Services-oriented architecture (SOA) may be “the best thing since bread came sliced”, says a Canadian analyst, but surprisingly it hasn’t gained much traction in the marketplace.
Today, a mere two-fifths of Canadian organizations are involved in an SOA project, with smaller businesses slower to adopt the architecture than larger ones.
SOA was pegged as “one of those next big things”, said David Senf, manager of software research at Toronto-based analyst firm IDC Canada Inc., at the IT360 conference this week.
“But that was seven years ago, and it’s interesting to see where we’re at with SOA adoption,” he said.
The lag is evident when Canadian companies are compared to their U.S. counterparts, who currently hold a strong lead in SOA adoption, said Senf. This is because Canada is primarily a mid-market country, with a manufacturing-heavy industry that tends not to be early adopters of this type of technology, he added.
Senf said the benefits to SOA include decreasing time to market, increasing adherence to regulatory compliance, increasing customer experience, optimizing end-to-end processes, and providing business intelligence.
“When we look at companies who have automated more tasks, who have virtualized across these different layers, we do see them achieving various cost benefits, being able to be more flexible in their business processes.”
However, the SOA climate in Canada is not exactly active, said Senf. “Most organizations are saying they’re going to use it when it makes economic sense, or in an ad-hoc manner – a very passive-type thing.”
He said organizations passive to SOA view the architecture as “just another tool in a toolbox to get something done,” rather than using it to transform the business.
But therein lays the issue behind SOA adoption, because most companies don’t see its business value, nor do they feel they can afford it, or have the SOA skill set among their IT functions to deploy and maintain it, he said.

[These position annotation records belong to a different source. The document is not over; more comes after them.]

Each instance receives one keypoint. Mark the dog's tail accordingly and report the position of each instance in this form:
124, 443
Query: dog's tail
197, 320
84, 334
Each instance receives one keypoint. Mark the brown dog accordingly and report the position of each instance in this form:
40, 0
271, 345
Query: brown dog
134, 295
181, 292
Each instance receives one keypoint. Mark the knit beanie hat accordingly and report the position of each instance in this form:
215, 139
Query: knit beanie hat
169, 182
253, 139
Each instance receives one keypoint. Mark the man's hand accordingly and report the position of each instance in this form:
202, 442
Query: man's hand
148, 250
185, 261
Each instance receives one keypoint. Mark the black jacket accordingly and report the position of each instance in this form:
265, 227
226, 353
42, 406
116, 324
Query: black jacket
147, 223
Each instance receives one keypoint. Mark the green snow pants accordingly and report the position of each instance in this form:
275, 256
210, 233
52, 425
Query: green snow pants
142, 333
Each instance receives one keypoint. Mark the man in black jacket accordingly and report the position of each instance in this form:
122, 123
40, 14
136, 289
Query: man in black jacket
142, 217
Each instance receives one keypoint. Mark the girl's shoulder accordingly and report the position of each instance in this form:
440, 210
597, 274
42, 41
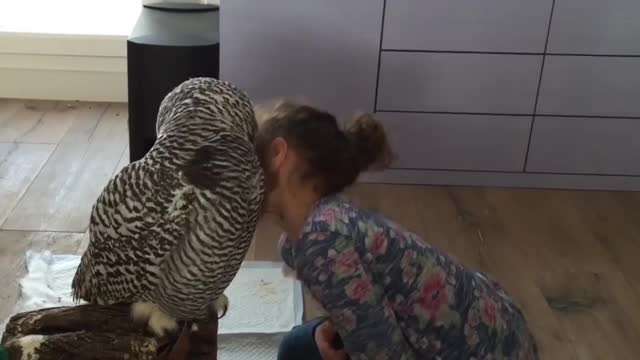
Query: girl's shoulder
332, 212
338, 213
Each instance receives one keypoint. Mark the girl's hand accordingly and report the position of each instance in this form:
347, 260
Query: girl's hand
325, 336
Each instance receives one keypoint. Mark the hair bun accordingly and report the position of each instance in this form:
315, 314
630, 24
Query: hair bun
370, 143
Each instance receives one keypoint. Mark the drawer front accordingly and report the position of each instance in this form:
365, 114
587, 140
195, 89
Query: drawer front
585, 146
476, 83
458, 142
595, 27
467, 25
590, 86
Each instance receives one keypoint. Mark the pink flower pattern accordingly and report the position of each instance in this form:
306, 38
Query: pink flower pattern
395, 297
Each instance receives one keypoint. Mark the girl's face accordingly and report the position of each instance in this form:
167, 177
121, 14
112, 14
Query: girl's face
281, 164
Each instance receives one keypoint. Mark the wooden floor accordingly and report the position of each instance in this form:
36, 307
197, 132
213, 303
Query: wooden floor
571, 259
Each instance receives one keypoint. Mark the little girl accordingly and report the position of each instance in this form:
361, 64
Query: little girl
388, 294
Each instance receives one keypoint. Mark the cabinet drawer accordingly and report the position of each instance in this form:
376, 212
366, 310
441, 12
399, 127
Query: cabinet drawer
595, 27
476, 83
585, 146
590, 86
458, 142
467, 25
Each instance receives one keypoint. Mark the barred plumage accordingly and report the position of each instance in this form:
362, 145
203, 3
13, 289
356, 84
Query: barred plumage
173, 228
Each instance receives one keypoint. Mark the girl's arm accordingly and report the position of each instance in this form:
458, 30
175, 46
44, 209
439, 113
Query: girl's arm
329, 266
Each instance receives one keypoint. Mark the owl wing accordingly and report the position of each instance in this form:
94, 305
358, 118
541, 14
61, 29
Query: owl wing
218, 211
130, 233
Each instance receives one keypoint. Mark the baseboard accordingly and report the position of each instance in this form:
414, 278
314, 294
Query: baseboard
497, 179
63, 67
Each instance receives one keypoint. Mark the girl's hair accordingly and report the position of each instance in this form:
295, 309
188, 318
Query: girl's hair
333, 156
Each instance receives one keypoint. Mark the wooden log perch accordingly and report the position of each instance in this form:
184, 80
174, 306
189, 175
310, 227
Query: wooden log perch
99, 332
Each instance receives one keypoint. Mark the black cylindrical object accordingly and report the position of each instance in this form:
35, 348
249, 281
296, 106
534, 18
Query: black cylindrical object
165, 49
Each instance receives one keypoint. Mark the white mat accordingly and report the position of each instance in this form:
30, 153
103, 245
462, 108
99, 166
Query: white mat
263, 302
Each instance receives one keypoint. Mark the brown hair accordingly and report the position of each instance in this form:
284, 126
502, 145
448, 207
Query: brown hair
334, 157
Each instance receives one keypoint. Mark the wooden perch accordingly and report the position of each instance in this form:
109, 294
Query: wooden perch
100, 332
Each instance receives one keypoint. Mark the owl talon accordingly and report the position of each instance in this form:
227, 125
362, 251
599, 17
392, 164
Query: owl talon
221, 304
158, 322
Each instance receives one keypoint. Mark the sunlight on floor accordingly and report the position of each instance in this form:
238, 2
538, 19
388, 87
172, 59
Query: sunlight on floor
73, 17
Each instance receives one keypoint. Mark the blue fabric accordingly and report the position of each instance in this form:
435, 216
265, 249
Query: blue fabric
393, 296
300, 343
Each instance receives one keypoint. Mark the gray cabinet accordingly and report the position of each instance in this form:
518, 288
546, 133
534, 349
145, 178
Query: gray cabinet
467, 25
606, 27
493, 92
479, 83
590, 86
585, 146
458, 142
324, 51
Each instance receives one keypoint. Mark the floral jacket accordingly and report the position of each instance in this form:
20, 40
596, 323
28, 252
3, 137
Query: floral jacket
392, 296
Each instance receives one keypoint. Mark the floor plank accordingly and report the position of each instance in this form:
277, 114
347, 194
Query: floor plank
61, 197
53, 125
13, 248
508, 245
586, 291
29, 118
19, 165
8, 109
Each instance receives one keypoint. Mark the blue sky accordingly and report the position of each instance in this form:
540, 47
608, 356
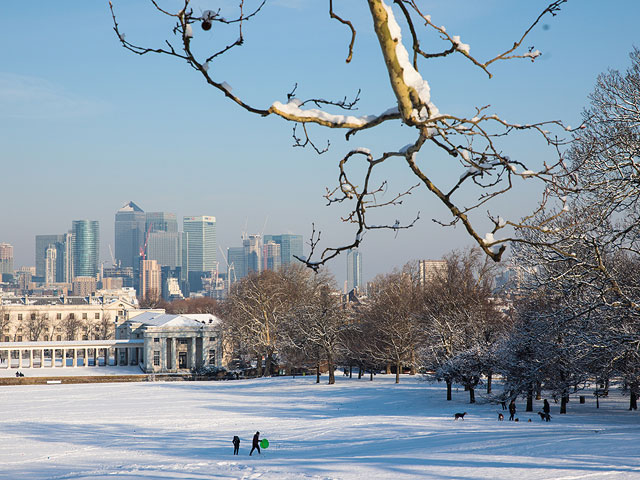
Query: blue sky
87, 126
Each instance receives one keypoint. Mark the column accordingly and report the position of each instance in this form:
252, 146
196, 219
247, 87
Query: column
192, 346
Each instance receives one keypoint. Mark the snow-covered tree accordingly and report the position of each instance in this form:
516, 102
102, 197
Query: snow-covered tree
473, 138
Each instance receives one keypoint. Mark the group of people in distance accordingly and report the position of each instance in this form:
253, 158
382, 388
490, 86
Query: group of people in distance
255, 445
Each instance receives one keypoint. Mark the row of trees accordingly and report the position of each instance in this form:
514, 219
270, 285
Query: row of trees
297, 318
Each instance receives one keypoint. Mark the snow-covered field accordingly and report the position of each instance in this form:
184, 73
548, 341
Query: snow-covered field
355, 429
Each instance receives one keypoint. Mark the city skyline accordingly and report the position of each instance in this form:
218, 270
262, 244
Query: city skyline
79, 114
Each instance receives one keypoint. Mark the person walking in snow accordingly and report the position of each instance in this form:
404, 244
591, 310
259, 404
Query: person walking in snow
546, 409
256, 443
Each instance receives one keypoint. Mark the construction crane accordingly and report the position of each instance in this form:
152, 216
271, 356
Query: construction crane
113, 259
143, 249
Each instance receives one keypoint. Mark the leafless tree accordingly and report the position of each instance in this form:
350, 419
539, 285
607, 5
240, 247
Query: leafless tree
258, 309
474, 138
392, 316
36, 324
105, 328
319, 323
71, 325
456, 312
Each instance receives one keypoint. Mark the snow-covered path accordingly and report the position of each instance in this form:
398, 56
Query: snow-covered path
355, 429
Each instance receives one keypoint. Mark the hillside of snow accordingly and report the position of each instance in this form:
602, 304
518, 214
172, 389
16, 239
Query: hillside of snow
355, 429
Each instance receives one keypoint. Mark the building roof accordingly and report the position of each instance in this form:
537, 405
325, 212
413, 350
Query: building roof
130, 207
157, 319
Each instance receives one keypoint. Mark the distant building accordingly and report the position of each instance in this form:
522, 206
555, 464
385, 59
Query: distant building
354, 270
237, 268
271, 257
150, 279
51, 256
42, 243
161, 222
86, 247
84, 286
429, 270
290, 247
201, 247
253, 253
171, 343
6, 259
129, 235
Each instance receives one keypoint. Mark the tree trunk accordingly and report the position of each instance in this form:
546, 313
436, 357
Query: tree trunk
332, 375
529, 407
563, 403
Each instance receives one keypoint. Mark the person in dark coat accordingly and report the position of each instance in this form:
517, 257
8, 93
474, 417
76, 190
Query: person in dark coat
546, 409
256, 443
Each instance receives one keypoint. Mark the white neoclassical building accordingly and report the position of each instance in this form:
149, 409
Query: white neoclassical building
170, 343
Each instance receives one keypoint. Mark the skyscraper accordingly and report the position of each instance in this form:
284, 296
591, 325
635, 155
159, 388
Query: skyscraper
42, 243
354, 270
150, 279
201, 246
237, 264
129, 235
164, 240
271, 256
253, 253
290, 246
161, 222
86, 247
6, 259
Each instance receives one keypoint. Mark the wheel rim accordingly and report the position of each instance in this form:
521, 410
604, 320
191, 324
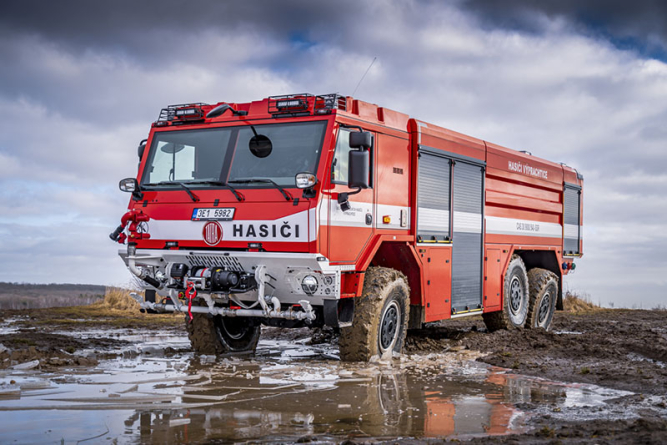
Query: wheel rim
389, 326
545, 308
516, 296
234, 329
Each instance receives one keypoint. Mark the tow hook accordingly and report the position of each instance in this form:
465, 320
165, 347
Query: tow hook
134, 218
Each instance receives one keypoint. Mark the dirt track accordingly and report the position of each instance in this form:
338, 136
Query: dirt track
619, 349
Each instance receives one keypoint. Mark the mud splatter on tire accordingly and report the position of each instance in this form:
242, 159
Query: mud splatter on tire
384, 290
515, 299
543, 287
216, 335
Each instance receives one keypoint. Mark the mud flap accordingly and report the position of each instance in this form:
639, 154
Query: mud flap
339, 313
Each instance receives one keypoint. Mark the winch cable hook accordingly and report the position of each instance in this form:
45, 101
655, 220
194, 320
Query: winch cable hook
190, 293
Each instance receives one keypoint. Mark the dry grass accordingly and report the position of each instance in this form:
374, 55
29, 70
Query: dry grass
576, 303
117, 309
119, 299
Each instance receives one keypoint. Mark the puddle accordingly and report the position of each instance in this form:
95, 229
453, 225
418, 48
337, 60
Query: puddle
287, 391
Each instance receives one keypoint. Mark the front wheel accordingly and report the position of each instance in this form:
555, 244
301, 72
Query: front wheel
380, 317
219, 335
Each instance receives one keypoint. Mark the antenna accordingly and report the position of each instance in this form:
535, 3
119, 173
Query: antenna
362, 77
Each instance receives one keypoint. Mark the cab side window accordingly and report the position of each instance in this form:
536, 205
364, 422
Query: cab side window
339, 167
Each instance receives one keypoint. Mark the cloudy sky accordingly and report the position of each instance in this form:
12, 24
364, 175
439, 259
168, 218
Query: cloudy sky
583, 83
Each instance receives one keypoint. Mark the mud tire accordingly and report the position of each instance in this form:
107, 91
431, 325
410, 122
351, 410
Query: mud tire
385, 303
515, 299
218, 335
543, 286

“That’s certainly what it looks like on the surface,” said Paul MacDonald, senior vice-president and chief information officer (CIO) at Regina, Sask.-based Farm Credit Canada Corp. “When you start to talk about SOA – even for me – it sounded like a new twist on every story I’d heard in the last 10 years.”
“While there is a learning curve, it’s not as mysterious as it originally seems.”
About three years ago, financial services organization Farm Credit Canada identified the need to redesign its customer enterprise value chain on SOA, by transforming the multi-stage process into an integrated end-to-end approach.
“SOA allows you to move to a place of continuous improvement around these business processes over time,” said MacDonald.
The slow SOA adoption observed in the Canadian marketplace, said MacDonald, is due to the IT industry asking the wrong questions. “A lot of people are arguing as to the purity of SOA – how many services do they actually have deployed, and so on.”
However, the real question, he said, is the reason SOA deployment has been so difficult for many organizations.
The problem is not technical, according to MacDonald. “It’s about business alignment and the need to manage business processes differently as we have in the past. That’s where most people get tripped up.”
SOA, he said, is the technology that will enable better business decisions.